Delete the cloned repo:

rm -rf ProteinMPNN/

Model weights stored inside the repo directory. Deleting the folder removes everything.

What Model Noise Level Should I Use for De Novo Design?

v_48_020 (0.20Å) or v_48_030 (0.30Å). De novo backbones from RFdiffusion have small geometry errors crystal structures don’t. Higher training noise = tolerance to errors. Science paper Figure 2C: v_48_030 maxes out AlphaFold prediction success on designed sequences. v_48_002 has higher raw recovery but folds less reliably.

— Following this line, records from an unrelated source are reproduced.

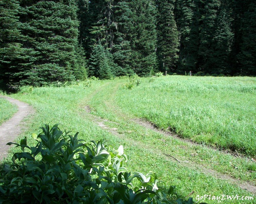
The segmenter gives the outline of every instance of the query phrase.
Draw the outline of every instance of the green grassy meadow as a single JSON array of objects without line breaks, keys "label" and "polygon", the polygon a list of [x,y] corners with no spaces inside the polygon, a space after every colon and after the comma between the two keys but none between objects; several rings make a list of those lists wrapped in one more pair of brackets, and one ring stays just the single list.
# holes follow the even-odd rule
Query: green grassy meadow
[{"label": "green grassy meadow", "polygon": [[11,118],[18,110],[17,106],[0,98],[0,125]]},{"label": "green grassy meadow", "polygon": [[[197,195],[252,196],[237,184],[256,185],[256,163],[250,159],[256,154],[256,79],[176,76],[154,78],[150,82],[149,78],[142,78],[141,84],[130,90],[122,87],[125,78],[93,81],[91,87],[85,88],[83,82],[66,87],[34,88],[32,91],[22,87],[10,97],[31,105],[36,113],[19,138],[27,136],[32,143],[31,134],[40,132],[39,127],[60,123],[61,129],[74,134],[79,132],[80,139],[103,138],[115,148],[123,145],[128,171],[156,172],[167,186],[176,185],[178,194],[185,198],[192,191],[191,196],[196,201]],[[136,122],[138,118],[201,144],[150,129]],[[108,128],[99,126],[100,122]],[[247,157],[239,158],[208,144],[235,149]],[[11,149],[4,162],[11,161],[15,151]],[[222,179],[220,174],[232,179]]]}]

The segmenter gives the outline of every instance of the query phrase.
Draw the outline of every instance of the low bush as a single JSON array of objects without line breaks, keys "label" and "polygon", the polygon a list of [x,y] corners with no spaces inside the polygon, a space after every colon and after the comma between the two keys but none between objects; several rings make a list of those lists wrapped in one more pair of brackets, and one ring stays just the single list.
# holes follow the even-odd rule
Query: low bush
[{"label": "low bush", "polygon": [[137,75],[131,76],[126,83],[122,84],[123,88],[126,88],[128,89],[132,89],[135,84],[138,86],[141,83],[141,80]]},{"label": "low bush", "polygon": [[[85,142],[58,124],[41,128],[32,134],[35,146],[27,145],[26,137],[8,144],[21,151],[0,170],[0,203],[173,203],[174,187],[167,196],[157,187],[156,174],[126,172],[123,146],[115,150],[103,140]],[[135,178],[140,186],[133,186]],[[193,203],[191,198],[173,202]]]}]

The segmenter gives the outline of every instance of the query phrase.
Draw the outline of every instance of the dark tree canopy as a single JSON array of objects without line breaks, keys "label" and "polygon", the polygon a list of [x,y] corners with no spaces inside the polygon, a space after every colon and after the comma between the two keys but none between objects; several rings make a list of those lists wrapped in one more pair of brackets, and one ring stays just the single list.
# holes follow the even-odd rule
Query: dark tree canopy
[{"label": "dark tree canopy", "polygon": [[1,82],[255,76],[255,8],[249,0],[2,0]]}]

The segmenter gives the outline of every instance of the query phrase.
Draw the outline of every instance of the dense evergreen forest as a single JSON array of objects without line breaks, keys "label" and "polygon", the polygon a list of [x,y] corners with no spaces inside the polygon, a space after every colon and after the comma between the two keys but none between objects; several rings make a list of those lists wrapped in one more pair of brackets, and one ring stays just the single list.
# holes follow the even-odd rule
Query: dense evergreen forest
[{"label": "dense evergreen forest", "polygon": [[256,2],[1,0],[0,79],[256,75]]}]

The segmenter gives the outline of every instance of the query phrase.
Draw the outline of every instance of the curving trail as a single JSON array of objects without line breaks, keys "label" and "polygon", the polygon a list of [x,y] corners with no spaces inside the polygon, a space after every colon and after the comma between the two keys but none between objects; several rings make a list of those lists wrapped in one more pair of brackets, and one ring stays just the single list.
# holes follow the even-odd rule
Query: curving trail
[{"label": "curving trail", "polygon": [[0,161],[6,157],[10,146],[6,144],[13,142],[18,136],[24,130],[23,120],[34,112],[34,110],[28,104],[16,99],[5,96],[0,96],[16,105],[18,112],[12,117],[0,126]]}]

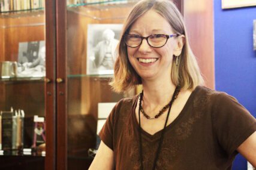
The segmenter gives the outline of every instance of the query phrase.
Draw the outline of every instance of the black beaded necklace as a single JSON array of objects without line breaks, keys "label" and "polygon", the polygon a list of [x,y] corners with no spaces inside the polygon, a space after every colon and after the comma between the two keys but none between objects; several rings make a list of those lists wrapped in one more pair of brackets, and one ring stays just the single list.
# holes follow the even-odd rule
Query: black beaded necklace
[{"label": "black beaded necklace", "polygon": [[[173,105],[173,101],[175,100],[175,99],[177,98],[180,90],[180,87],[177,86],[176,88],[175,88],[174,92],[173,92],[173,97],[171,98],[171,101],[169,103],[169,109],[168,110],[168,114],[167,114],[167,116],[166,117],[166,120],[165,120],[165,123],[164,123],[164,129],[162,129],[162,134],[161,135],[160,140],[159,141],[159,144],[158,144],[158,147],[157,150],[156,150],[156,154],[155,160],[153,162],[153,164],[152,170],[155,170],[155,168],[156,166],[156,162],[157,162],[157,160],[158,159],[159,154],[160,153],[160,150],[161,150],[161,147],[162,146],[162,144],[163,142],[164,135],[164,133],[165,132],[165,127],[166,127],[166,125],[167,124],[167,120],[168,120],[168,118],[169,118],[170,112],[171,110],[171,106]],[[140,100],[139,100],[139,104],[138,104],[138,124],[140,125],[139,147],[140,147],[140,169],[141,170],[143,170],[143,157],[142,156],[142,141],[141,141],[141,140],[142,140],[142,138],[141,138],[141,130],[142,130],[142,129],[141,129],[141,126],[140,124],[140,110],[141,110],[141,101],[142,101],[143,96],[143,91],[142,91],[142,92],[140,94]]]}]

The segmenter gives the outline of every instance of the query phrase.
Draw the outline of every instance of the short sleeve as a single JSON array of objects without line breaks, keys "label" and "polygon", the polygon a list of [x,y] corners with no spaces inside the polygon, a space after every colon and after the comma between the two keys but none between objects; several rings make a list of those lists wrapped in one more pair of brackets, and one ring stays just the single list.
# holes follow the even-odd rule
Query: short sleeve
[{"label": "short sleeve", "polygon": [[111,111],[105,124],[99,133],[101,140],[112,150],[113,150],[113,135],[116,110],[116,105]]},{"label": "short sleeve", "polygon": [[256,131],[256,120],[236,98],[224,92],[215,100],[214,129],[220,145],[231,155]]}]

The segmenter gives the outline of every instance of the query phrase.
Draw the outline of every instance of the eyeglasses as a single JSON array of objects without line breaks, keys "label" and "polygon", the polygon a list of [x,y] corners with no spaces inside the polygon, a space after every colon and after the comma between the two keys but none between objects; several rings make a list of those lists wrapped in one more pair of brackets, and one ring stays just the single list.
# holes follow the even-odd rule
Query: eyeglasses
[{"label": "eyeglasses", "polygon": [[165,45],[169,38],[177,37],[179,34],[165,35],[165,34],[152,34],[148,36],[144,37],[136,34],[125,34],[124,38],[125,44],[131,48],[135,48],[140,46],[144,39],[147,40],[147,44],[153,48],[160,48]]}]

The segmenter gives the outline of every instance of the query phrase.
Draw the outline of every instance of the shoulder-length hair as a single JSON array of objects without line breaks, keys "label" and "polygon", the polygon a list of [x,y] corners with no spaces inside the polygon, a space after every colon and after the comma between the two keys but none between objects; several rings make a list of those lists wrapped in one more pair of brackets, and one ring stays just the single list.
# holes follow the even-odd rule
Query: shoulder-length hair
[{"label": "shoulder-length hair", "polygon": [[114,78],[110,84],[117,92],[129,90],[141,84],[141,79],[129,61],[124,35],[128,33],[132,24],[149,10],[161,15],[169,23],[174,33],[183,35],[185,43],[179,56],[178,64],[173,59],[171,78],[173,84],[183,89],[194,89],[204,82],[195,57],[189,45],[184,21],[175,5],[168,0],[143,0],[138,2],[124,24],[122,36],[118,45]]}]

Can I Run ProteinMPNN Without a GPU?

Yes. CPU mode works – model is only 1.66M parameters. Skip CUDA install (use pip install torch without CUDA flags). ~0.6 sec per 100 residues on modern CPU vs ~0.1 sec on GPU. For research use (10-100 sequences)? CPU is viable.

How Do I Design Only Part of a Protein?

Use helper_scripts/make_fixed_positions_dict.py to generate a JSONL specifying which residues stay unchanged. Pass via --fixed_positions_jsonl. Meiler Lab tutorial (available as PDF on their site) shows redesigning a protein-protein interface while fixing the rest. Script takes position list + chain ID.

Now run your first design. Grab a PDB from inputs/, set --num_seq_per_target to 10, compare outputs. Check scores (lower = more confident) and sequence recovery. Feed one into AlphaFold2 – does it fold correctly?